Possible Improvements

  • The design used for this code challenge is purposely generic and extensible (mainly for subsequent challenge questions). If these extension points were identified as being unnecessary, ie due to never needing alternate/additional scoring metrics, then they can be removed and the related code refactored in order to make things more concise.

  • The base assumption was that there wouldn't be enough matches in a "season" (set of match results used for ranking) that linearly parsing the matches would become a bottleneck. If this assumption is incorrect, and we expect an arbitrarily large number of matches to use for ranking (and also potentially a large number of unique metrics to use for the ranking), then it would be best to improve performance

    • One option is to add batched concurrency. STDIN may not be easily seekable, but in the file use-case, with some additional complexity, the file could be chopped up into rough batches to be read + parsed concurrently (ie using a ThreadPoolExecutor).
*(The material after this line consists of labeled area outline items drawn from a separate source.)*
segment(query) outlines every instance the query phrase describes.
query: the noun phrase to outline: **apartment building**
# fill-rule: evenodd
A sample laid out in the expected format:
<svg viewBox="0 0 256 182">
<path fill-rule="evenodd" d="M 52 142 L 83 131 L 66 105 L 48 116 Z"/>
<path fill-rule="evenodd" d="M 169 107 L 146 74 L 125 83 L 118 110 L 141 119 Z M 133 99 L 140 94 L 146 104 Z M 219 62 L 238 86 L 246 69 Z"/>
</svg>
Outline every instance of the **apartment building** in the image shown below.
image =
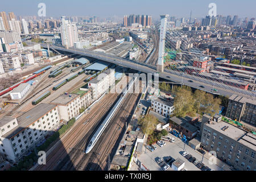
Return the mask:
<svg viewBox="0 0 256 182">
<path fill-rule="evenodd" d="M 151 107 L 156 112 L 166 117 L 170 118 L 174 114 L 174 100 L 167 100 L 161 97 L 152 97 Z"/>
<path fill-rule="evenodd" d="M 233 95 L 229 99 L 226 116 L 256 126 L 256 101 Z"/>
<path fill-rule="evenodd" d="M 20 68 L 20 57 L 19 56 L 2 54 L 0 55 L 0 61 L 5 69 Z"/>
<path fill-rule="evenodd" d="M 0 74 L 4 73 L 5 70 L 3 69 L 3 64 L 2 64 L 2 62 L 0 61 Z"/>
<path fill-rule="evenodd" d="M 98 99 L 115 83 L 114 69 L 107 69 L 88 82 L 92 100 Z"/>
<path fill-rule="evenodd" d="M 209 119 L 203 127 L 201 146 L 238 170 L 256 170 L 256 136 L 221 119 Z"/>
<path fill-rule="evenodd" d="M 35 63 L 34 55 L 32 52 L 17 52 L 14 55 L 19 56 L 20 63 L 24 64 L 34 64 Z"/>
<path fill-rule="evenodd" d="M 4 38 L 7 44 L 22 42 L 19 33 L 13 31 L 0 31 L 0 38 Z"/>
<path fill-rule="evenodd" d="M 65 121 L 79 115 L 82 107 L 85 109 L 90 103 L 90 90 L 82 96 L 77 94 L 64 93 L 51 102 L 51 104 L 58 106 L 60 119 Z"/>
<path fill-rule="evenodd" d="M 17 118 L 1 119 L 0 153 L 9 162 L 17 162 L 59 124 L 57 106 L 43 103 Z"/>
</svg>

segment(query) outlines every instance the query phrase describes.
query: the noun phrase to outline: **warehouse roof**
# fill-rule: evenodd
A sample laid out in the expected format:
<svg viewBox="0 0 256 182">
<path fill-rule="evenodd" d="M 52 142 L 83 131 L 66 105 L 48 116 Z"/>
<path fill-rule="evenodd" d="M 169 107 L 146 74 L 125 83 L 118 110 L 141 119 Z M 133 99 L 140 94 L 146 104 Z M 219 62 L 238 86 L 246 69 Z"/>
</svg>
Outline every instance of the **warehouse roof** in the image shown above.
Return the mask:
<svg viewBox="0 0 256 182">
<path fill-rule="evenodd" d="M 90 66 L 88 67 L 85 68 L 85 70 L 97 70 L 97 71 L 102 71 L 110 65 L 111 63 L 103 61 L 98 61 L 97 63 L 95 63 L 92 64 Z"/>
<path fill-rule="evenodd" d="M 51 103 L 52 104 L 66 105 L 75 100 L 79 96 L 79 94 L 75 93 L 69 93 L 67 94 L 64 93 L 55 98 L 54 100 L 51 101 Z"/>
<path fill-rule="evenodd" d="M 16 88 L 13 90 L 11 93 L 20 93 L 24 90 L 24 89 L 28 86 L 30 85 L 27 83 L 22 83 L 19 84 Z"/>
<path fill-rule="evenodd" d="M 0 127 L 2 127 L 3 125 L 6 125 L 9 122 L 13 121 L 13 119 L 15 119 L 15 118 L 9 117 L 5 117 L 3 118 L 0 119 Z"/>
<path fill-rule="evenodd" d="M 17 118 L 18 126 L 7 133 L 3 137 L 6 138 L 13 138 L 56 107 L 56 105 L 44 103 L 39 104 Z"/>
<path fill-rule="evenodd" d="M 75 63 L 75 64 L 86 64 L 88 63 L 89 63 L 90 61 L 87 59 L 85 59 L 84 57 L 82 57 L 79 59 L 77 59 L 76 60 L 75 60 L 73 61 L 73 63 Z"/>
</svg>

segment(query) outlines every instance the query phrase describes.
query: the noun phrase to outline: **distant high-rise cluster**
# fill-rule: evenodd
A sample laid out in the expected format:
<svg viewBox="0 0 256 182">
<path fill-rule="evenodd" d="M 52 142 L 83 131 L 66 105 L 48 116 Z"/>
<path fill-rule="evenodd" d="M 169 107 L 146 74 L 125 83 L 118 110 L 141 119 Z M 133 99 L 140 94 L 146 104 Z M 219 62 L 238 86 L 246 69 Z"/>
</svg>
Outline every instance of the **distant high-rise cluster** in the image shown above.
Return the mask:
<svg viewBox="0 0 256 182">
<path fill-rule="evenodd" d="M 238 25 L 238 16 L 234 15 L 233 19 L 230 15 L 226 17 L 218 15 L 216 16 L 206 16 L 202 19 L 203 26 L 216 26 L 217 24 L 225 24 L 227 26 L 237 26 Z"/>
<path fill-rule="evenodd" d="M 131 27 L 133 23 L 138 23 L 144 27 L 152 25 L 152 16 L 151 15 L 130 15 L 123 16 L 123 26 Z"/>
<path fill-rule="evenodd" d="M 67 48 L 72 47 L 74 42 L 79 40 L 76 23 L 71 23 L 69 20 L 65 20 L 65 16 L 61 17 L 60 34 L 62 45 Z"/>
</svg>

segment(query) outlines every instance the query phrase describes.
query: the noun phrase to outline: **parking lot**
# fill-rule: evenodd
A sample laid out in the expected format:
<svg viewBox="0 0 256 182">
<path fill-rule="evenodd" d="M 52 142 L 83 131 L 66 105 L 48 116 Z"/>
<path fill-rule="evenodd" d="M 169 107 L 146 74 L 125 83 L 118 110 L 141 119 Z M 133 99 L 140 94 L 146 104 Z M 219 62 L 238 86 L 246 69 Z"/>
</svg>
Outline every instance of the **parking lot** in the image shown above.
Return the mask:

This isn't trivial due to varying line sizes, but one way to try is to extend the batch (forwards and/or backwards) to a new line character before parsing.
    • If the biggest bottleneck is simply reading all the data from the file, then we could:
      • Use threading/concurrency to read the whole file before parsing at all
      • Use memory-mapped files to load file contents to pages of memory. (Requires a PC with lots of RAM)
      • Use an open-source library designed around loading large data sets (ie Polars)
  • If this was going to be maintained as a long-term project, then I would also suggest:

    • Setting up linting using flake8/ruff (and also potentially typechecking using a preferred library)
    • Setting up CI/CD using Github Actions (or an alternative - ie Gitlab)
    • Writing a more sophisticated & multi-platform method of packaging up and deploying this tool. Options include:
      • Using a library like PyInstaller
      • Building the project into an installable package (if it's to be composed in other systems), ie using Poetry
      • Writing a Dockerfile to create a reusable Docker image
  • Note: I wrote a lot of the components to be reusable and thus wrote validation to support that. Given the fact that there no invalid initial input, this may not be necessary and can be removed for brevity, but if the reusable components can be expected to be reused in a slightly different context, then the additional validation would serve some utility.